Anonymous 0 Comments

None of these are actually eli5. The answers I am reading is that the math says so, and special relatively and everything associated with it works.

We have tested time and time again many aspects of special relatively and proven it appears right (at large scales), bit to my knowledge we haven’t actually tested the fact that photons have no mass. Actual tests. Can anyone point to experiments specifically to test this assumption all of special relatively seems to hinge on? An ELI5 breakdown would be great.

Anonymous 0 Comments

I’ll explain like I’m five instead of you. Shine a flashlight onto a scale in a dark room and the number on the scale doesnt go up

Anonymous 0 Comments

Light is considered to have a zero REST mass, but it’s never at rest. It does in fact have relative mass because it contains energy. This is why light sails work. A photon of light also has gravitation coupled with that relative mass as even momentum adds to the energy stress tensor in gravitational equations.

If i’m going to explain it like you are 5, then you have to understand that energy and mass are the same thing. Mass is basically made of energy. But we say that they are equivalent. If mass bends space to create gravity then so does energy. If mass has momentum then so does energy. There is energy in light, in fact photons are force carriers for electromagnetic energy, there for it does in fact have mass and gravitation. It’s just tiny in relationship to other massive objects.

When someone says a photon has no mass, they are not entirely accurate. A photon has zero rest mass, but a photon is never at rest, so it always has relative mass as related to the energy in the photon.

Anonymous 0 Comments

If light had mass it’s speed in a vacuum would not be constant, which isn’t something borne out in any experiments. You could also slow it by removing momentum

Rather, like electrons, it’s speed would vary based on it’s energy or momentum. However the energy or momentum of light merely influences it’s wavelength but has no effect on it’s velocity(at least in a reasonable vacuum, that is. Solid materials are a different animal.)

You can observe this fact in that adding more thermal energy to a hot tungsten filament in an old fashioned incandescent bulb, changes the wavelength of light given off by it.

A further argument in the same vein is the recent confirmation of gravitational waves, as well as the observation that their speed is it least experimentally, the speed of light within observational rounding error (gravitational waves are damn hard to detect so the precision at which we can measure thrift speed is less thsn the precision we can measure light speed.) Which was predicted from general relativity but not experimentally demonstrated until the least 10 years.

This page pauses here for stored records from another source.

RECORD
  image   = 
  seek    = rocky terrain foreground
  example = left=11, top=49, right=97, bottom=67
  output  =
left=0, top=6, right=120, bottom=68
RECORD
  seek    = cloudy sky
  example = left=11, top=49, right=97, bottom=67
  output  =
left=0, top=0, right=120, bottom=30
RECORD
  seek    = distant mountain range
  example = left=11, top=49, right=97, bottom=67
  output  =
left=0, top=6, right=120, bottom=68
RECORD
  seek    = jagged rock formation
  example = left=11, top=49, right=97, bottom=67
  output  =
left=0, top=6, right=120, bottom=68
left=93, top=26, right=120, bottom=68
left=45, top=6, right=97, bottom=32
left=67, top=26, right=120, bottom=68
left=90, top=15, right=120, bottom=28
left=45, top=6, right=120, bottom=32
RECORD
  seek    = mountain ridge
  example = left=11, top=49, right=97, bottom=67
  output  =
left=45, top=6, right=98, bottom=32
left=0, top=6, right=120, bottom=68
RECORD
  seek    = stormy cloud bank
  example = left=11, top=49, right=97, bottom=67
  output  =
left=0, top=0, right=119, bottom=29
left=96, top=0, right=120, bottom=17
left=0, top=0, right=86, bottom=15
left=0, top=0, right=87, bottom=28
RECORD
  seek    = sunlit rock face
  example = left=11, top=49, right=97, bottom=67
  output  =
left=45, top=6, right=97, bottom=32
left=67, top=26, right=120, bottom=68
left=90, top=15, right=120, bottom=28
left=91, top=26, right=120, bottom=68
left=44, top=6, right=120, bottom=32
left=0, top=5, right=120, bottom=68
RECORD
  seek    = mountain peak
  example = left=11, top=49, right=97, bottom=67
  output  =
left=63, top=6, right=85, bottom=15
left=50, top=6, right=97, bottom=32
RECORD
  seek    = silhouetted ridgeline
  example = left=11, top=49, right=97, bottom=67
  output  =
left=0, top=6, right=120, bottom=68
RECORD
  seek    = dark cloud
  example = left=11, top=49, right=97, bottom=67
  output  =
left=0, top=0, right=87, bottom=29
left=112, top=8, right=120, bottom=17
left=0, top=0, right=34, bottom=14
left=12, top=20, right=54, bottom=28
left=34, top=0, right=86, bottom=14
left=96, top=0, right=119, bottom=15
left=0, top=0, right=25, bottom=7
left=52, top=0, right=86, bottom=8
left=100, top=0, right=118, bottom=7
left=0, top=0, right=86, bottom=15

Specifically some identified gravitational waves events have been able to be pegged to observed cosmological events in distant galaxies like gamma ray bursts or radio bursts. The fact that visible light observations coincide very closely in time with gravitational wave observations puts a good limit on the size of the objects causing them. Such waves are caused by massive objects but do not have mass themselves. So many of their properties are analogous to light.